Menaka Guruswamy diventa la prima deputata apertamente lesbica nella storia del parlamento indiano. È stata eletta nel biglietto di un partito bengalese nazionalista-regionale

Menaka Guruswamy
Menaka Guruswamy

Il 9 marzo, l’avvocato costituzionale Menaka Guruswamy era eletto al Rajya Sabha – la camera alta del parlamento indiano – in rappresentanza del Bengala occidentale.

È diventata la prima donna apertamente lesbica a livello parlamentare nazionale in India e la prima rappresentante apertamente LGBT nella storia parlamentare indiana. Guruswamy è stato nominato dall’All India Trinamool Congress, un partito nazionalista laico che governa il Bengala occidentale.

Il Trinamool Congress è nato nel 1998 a seguito di una scissione all’interno dell’Indian National Congress. Il partito combina un’agenda laica, regionalista e progressista, sostiene l’uguaglianza sociale e si ispira al nazionalismo bengalese. Secondo la costituzione del suo partito, mira anche a fare dell’India una forte potenza mondiale. Nella sua visione politica, il Bengala è presentato come una comunità con una propria identità culturale e politica all’interno dell’India federale. Il partito sottolinea l’importanza della lingua e dei simboli culturali bengalesi, difende l’autonomia federale e critica l’eccessiva centralizzazione. Attualmente detiene il quarto maggior numero di seggi nel parlamento indiano.

Guruswamy ha studiato all’Università di Oxford, alla Harvard Law School e alla National Law School dell’India University. Detiene il titolo di avvocato senior della Corte Suprema dell’India, una designazione conferita per merito. Guruswamy è ampiamente conosciuta per il suo lavoro sul diritto costituzionale, sulle libertà civili e sui diritti LGBT.

Guruswamy faceva parte del team legale che nel 2018 ha sfidato con successo la sezione 377 del codice penale indiano, una legge dell’era coloniale che criminalizzava le relazioni consensuali tra persone dello stesso sesso. La sentenza Navtej Singh Johar contro Union of India ha segnato un punto di svolta per i diritti LGBT nel paese. Anche il partner di Guruswamy, l’avvocato Arundhati Katju, faceva parte del caso. Nel 2019, entrambi sono stati inseriti nella lista Time 100 delle persone più influenti al mondo.

Nel 2023, Guruswamy ha rappresentato i querelanti nel caso sull’uguaglianza dei matrimoni Supriyo v. Union of India.
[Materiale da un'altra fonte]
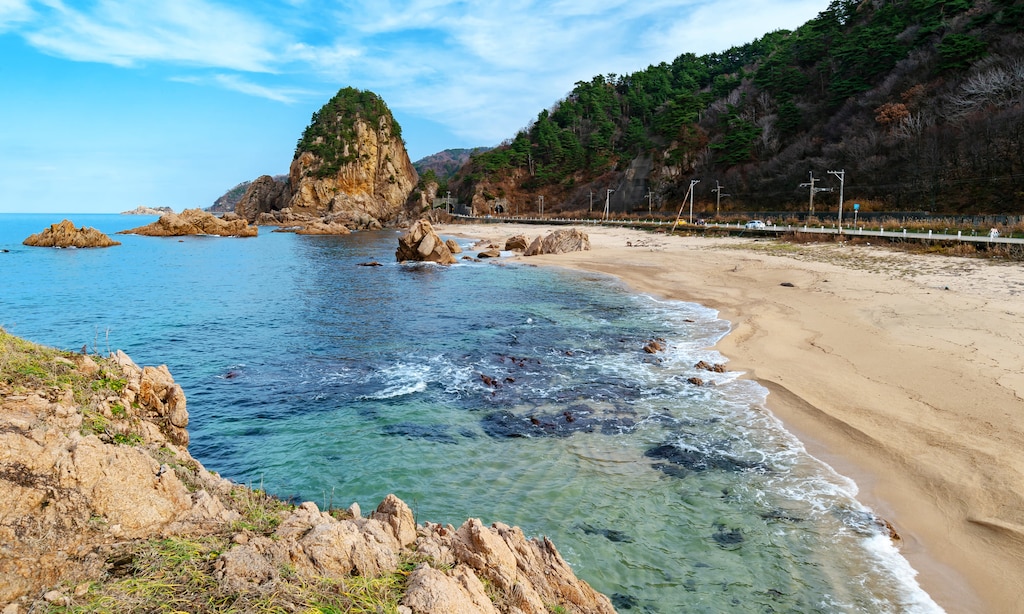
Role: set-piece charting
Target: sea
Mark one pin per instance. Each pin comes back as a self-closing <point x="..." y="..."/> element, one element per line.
<point x="487" y="389"/>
Il 17 ottobre 2023, la Corte Suprema si è pronunciata 3-2 contro il riconoscimento dei matrimoni tra persone dello stesso sesso, affermando che la questione rientrava nell’ambito del Parlamento, ma ha riconosciuto che le persone LGBT subiscono discriminazioni.

“Ciò è significativo non perché il Parlamento avesse bisogno di una persona queer, ma perché una persona queer aveva bisogno del Parlamento”, ha detto al Washington Blade Ankit Bhupatani, un attivista LGBT.

“Per troppo tempo abbiamo combattuto le nostre battaglie solo nelle aule dei tribunali e nelle strade. Ora c’è un posto al tavolo dove si scrivono le leggi”, ha aggiunto Bhupatani.

In India, la rappresentanza LGBT nelle cariche elettive esisteva a livello statale e locale, ma è rimasta limitata. Nel 2000, Shabnam Mausi è stata eletta all’Assemblea legislativa del Madhya Pradesh dalla circoscrizione elettorale di Sohagpur, diventando una delle prime donne apertamente transgender a ricoprire una carica pubblica in India. Tuttavia, nessun candidato apertamente LGBT era stato eletto al Parlamento nazionale prima di Guruswamy.

Secondo Bhupatani, l’elezione di Guruswamy non dovrebbe essere vista come uno spostamento immediato verso un cambiamento legislativo sui diritti LGBT. Ha osservato che la sua presenza in Parlamento potrebbe sostenere la discussione in un modo mai accaduto prima, ma che un cambiamento giuridico su larga scala richiederebbe tempo.

“La depenalizzazione del 377 sembrava impossibile finché non lo è stata. I diritti di partenariato alla fine seguiranno lo stesso schema”, ha detto Bhupatani.